Within the Hermitage itself, highlights include Susan Philipsz’s eerie musical animation of the main staircase of the New Hermitage, Lara Favoretto’s concrete plinths in rooms dedicated to ancient Greek sculpture, Marlene Dumas’s series of portraits of gay Russian heroes – including Tchaikovsky, Sergei Diaghilev and the political journalist and gay rights activist Anton Krasovsky – and Katharina Fritsch’s witty life-sized shell lady and dog. Joseph Beuys’s monumental 1980 installation Wirthschaftswerte (Economic Values), a series of shelves with foodstuffs and implements from East Germany, is resonantly displayed as the artist wished in a gallery of German paintings created between 1813 and 1883 – the life span of Karl Marx.

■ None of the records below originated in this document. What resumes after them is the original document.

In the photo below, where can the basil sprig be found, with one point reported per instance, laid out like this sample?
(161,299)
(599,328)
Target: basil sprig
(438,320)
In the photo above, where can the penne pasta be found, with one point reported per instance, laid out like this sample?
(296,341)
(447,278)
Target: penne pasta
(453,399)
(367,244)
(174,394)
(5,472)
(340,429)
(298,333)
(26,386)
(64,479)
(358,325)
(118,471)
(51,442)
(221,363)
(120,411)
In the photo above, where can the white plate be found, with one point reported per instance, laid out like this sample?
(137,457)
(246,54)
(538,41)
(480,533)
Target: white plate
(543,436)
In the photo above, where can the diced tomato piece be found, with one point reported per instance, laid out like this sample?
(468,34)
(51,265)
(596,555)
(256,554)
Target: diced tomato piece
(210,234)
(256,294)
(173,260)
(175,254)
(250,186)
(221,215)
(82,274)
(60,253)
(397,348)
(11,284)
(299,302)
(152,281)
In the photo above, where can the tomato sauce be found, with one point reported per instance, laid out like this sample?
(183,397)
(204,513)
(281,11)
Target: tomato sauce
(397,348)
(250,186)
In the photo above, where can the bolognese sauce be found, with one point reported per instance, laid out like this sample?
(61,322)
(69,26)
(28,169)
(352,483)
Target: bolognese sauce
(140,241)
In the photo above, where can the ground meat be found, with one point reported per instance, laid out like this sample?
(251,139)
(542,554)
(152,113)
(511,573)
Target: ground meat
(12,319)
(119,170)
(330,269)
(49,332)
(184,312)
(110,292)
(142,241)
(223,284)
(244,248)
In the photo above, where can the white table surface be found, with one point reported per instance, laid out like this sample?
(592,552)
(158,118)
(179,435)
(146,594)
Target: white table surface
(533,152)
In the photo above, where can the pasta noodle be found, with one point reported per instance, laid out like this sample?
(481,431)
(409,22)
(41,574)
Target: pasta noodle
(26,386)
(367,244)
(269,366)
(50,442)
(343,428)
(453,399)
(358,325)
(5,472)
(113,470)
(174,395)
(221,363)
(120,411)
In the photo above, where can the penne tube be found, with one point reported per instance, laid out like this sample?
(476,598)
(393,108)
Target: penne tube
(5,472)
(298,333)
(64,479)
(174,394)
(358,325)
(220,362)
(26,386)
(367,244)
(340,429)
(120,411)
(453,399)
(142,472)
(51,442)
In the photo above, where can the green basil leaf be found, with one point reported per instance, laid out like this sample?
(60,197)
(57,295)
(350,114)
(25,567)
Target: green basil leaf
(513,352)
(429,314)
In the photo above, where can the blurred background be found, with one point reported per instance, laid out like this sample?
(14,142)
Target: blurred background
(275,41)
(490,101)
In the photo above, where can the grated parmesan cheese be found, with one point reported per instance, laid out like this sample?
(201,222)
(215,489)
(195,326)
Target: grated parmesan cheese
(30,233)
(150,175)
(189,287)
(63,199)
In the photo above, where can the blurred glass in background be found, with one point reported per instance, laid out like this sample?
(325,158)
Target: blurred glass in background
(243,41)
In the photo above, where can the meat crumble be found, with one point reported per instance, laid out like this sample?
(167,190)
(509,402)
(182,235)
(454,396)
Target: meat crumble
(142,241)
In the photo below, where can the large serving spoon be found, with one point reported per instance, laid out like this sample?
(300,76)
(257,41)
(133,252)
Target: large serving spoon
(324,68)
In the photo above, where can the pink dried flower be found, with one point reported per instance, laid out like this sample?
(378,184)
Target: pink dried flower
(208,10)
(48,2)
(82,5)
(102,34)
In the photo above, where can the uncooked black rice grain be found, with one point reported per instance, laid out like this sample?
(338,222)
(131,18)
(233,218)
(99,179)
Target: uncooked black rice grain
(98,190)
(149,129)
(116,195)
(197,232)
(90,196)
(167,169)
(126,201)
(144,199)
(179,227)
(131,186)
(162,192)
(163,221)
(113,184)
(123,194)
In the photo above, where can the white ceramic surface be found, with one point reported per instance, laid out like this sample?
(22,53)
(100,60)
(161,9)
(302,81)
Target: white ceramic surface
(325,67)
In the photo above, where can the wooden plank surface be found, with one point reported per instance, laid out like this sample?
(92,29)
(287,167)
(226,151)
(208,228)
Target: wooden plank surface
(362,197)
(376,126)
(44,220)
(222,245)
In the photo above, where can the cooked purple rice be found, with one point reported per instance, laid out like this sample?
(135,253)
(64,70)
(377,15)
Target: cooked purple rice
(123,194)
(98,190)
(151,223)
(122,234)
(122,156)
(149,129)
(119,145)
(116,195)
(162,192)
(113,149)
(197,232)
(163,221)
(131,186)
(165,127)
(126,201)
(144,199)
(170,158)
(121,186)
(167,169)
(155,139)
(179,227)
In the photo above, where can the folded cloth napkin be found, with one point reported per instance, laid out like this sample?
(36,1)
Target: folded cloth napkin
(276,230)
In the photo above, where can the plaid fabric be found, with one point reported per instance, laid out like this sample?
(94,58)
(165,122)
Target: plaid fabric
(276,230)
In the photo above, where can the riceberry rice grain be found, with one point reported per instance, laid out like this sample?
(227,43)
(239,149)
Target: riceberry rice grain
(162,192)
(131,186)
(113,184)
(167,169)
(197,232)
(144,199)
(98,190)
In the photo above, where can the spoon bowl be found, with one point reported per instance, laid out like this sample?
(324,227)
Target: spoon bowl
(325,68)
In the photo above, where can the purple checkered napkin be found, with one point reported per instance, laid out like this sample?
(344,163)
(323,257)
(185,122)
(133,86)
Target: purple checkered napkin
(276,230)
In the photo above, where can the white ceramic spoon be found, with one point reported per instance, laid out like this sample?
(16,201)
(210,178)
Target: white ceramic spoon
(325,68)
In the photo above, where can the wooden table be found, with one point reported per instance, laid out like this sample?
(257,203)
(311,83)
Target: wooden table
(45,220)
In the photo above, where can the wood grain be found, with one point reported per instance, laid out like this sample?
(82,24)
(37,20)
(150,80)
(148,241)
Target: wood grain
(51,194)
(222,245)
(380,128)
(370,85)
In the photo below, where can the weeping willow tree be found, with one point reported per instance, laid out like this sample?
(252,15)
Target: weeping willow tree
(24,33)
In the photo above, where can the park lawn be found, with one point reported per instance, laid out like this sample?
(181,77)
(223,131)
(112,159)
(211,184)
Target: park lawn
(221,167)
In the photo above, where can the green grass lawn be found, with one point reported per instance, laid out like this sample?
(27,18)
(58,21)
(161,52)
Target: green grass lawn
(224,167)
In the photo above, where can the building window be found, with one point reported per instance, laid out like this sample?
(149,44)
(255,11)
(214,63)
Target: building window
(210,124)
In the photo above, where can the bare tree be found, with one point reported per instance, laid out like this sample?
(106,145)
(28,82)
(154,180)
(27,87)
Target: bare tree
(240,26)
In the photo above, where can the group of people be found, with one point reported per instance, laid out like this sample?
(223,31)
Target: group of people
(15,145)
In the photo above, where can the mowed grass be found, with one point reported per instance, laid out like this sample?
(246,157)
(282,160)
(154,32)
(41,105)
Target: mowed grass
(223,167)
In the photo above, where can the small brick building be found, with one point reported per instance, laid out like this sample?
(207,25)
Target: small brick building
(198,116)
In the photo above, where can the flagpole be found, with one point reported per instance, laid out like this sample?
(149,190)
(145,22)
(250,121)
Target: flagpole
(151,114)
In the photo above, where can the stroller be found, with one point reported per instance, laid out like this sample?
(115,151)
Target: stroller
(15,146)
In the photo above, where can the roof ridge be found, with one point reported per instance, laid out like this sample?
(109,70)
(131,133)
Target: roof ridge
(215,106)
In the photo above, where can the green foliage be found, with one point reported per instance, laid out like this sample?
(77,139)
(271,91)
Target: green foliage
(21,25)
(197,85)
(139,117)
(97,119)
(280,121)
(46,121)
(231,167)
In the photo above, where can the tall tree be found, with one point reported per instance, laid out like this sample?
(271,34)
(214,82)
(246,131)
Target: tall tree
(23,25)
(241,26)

But the biennial and its impact do not end there. The opening night’s party in the scruffy Sergey Kuryokhin Modern Art Center, a very different location from the grandiloquent Winter Palace, was just the start of a series of performances and exhibitions in a range of venues throughout the city, which will continue throughout the summer.

Here both foreign and Russian artists address more directly the history and politics of place. If you plan to go, do not miss Apartment Art as Domestic Resistance in a former communal flat near the Moscow Station, which manages to reflect underground artist life from the 1960s until today without toppling into nostalgia. Instead of reflecting back our own preconceptions, the temporary exhibition I saw here seemed an eagerly taken opportunity to make original work about history. While König describes his curatorial intervention as a ‘Manifesta without a Manifesto’, it is clear that Russia’s artists see the show’s presence here as far from neutral.

‘Manifesta 10’ is at the State Hermitage Museum, and other venues in St Petersburg, until 31 August.